Norway is a curious combination of urban cool and stunning natural beauty. While the world is becoming interested in the chic design and cutting-edge restaurants of Oslo, this Scandinavian outpost still has plenty of tiny villages where life goes on much as it did one hundred years ago. And then there are the country’s justifiably famous fjords.
Most visitors start in Oslo, the capital of Norway and the headquarters for Scandinavian cool. It’s got more than its fair share of Michelin-starred restaurants (the eclectic national dishes, from reindeer to juniper berries, have helped give Norwegian food a shot at fame), and it’s packed with high-design cafes serving up excellent coffee to warm you up against the cold. In Oslo, spend as much time checking out the new and dynamic architecture (like the incredible Oslo Opera House) and trendy boutiques as you do exploring the historic and the old-fashioned, like the National Gallery and the open-air statue park in Vigeland.

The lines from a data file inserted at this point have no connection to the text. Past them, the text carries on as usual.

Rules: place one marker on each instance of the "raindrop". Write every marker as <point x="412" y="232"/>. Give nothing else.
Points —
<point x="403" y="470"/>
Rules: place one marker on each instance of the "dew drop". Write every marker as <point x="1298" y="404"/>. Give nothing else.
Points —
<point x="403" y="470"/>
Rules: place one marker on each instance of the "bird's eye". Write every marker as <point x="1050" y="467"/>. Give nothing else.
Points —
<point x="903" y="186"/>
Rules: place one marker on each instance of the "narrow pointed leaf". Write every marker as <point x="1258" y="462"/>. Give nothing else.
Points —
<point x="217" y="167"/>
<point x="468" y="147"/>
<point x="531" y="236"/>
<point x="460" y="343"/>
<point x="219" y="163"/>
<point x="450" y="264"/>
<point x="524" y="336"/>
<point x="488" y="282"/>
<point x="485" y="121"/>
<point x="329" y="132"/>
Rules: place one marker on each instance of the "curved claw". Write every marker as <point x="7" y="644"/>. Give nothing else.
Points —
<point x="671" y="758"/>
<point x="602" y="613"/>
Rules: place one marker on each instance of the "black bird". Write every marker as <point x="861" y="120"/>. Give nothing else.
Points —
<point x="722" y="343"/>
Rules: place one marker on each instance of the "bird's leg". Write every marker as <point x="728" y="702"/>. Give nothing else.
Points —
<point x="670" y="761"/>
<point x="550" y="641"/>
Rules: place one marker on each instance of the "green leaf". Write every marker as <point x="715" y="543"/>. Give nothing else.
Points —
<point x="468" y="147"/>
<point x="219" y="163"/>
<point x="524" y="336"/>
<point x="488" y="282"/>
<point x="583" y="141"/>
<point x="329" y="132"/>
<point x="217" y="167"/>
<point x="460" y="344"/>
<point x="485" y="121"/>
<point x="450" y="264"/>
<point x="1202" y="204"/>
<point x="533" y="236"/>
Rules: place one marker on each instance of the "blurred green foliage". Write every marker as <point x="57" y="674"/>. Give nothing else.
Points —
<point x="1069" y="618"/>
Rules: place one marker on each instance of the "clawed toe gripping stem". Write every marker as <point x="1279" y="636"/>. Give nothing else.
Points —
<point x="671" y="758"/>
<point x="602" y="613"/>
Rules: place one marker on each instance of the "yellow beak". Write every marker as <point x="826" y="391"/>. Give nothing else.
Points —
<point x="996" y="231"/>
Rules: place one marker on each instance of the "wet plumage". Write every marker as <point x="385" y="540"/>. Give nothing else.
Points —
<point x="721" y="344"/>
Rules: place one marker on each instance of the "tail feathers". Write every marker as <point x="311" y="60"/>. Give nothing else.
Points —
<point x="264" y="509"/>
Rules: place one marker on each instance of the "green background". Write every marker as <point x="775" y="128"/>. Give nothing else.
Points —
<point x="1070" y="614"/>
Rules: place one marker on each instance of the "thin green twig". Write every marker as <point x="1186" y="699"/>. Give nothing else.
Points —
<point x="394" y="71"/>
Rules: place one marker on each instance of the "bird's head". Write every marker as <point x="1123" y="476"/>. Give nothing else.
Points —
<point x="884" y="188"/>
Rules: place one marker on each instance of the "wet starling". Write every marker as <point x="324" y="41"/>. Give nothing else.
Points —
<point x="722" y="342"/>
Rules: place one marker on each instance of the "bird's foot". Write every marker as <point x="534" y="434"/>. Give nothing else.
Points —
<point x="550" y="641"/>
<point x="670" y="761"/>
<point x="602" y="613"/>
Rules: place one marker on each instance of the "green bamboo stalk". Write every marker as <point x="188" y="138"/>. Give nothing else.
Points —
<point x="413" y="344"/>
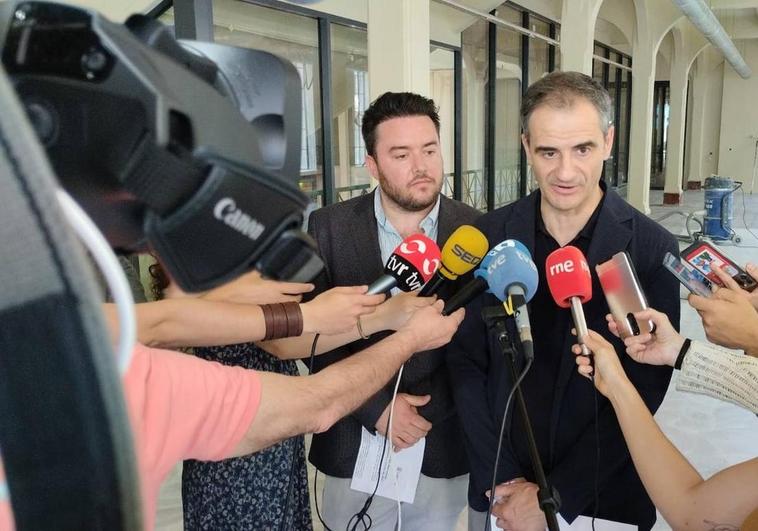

Put on your down jacket and leave Oslo for colder but sublime natural areas. The biggest fjord in Norway is Sognefjord, which drops into the North Atlantic and even has its own waterfalls. Venture into the Arctic Circle, where teams of fisherman catch the mackerel and cod that you’ll eat in the big cities, and travel up to Svalbard to spot glaciers, polar bears and reindeer. Between late autumn and early spring, the Northern Lights are an excellent reason to brave the long winter nights. There are plenty of hotels in Norway designed to offer you the best views of this enchanting phenomenon.
If you truly don’t mind the cold, be sure to visit Røros, which is a Unesco World Heritage Site. It’s a village that was once a copper mining centre, and which is now a gorgeous mix of brightly coloured historic houses surrounded by woods.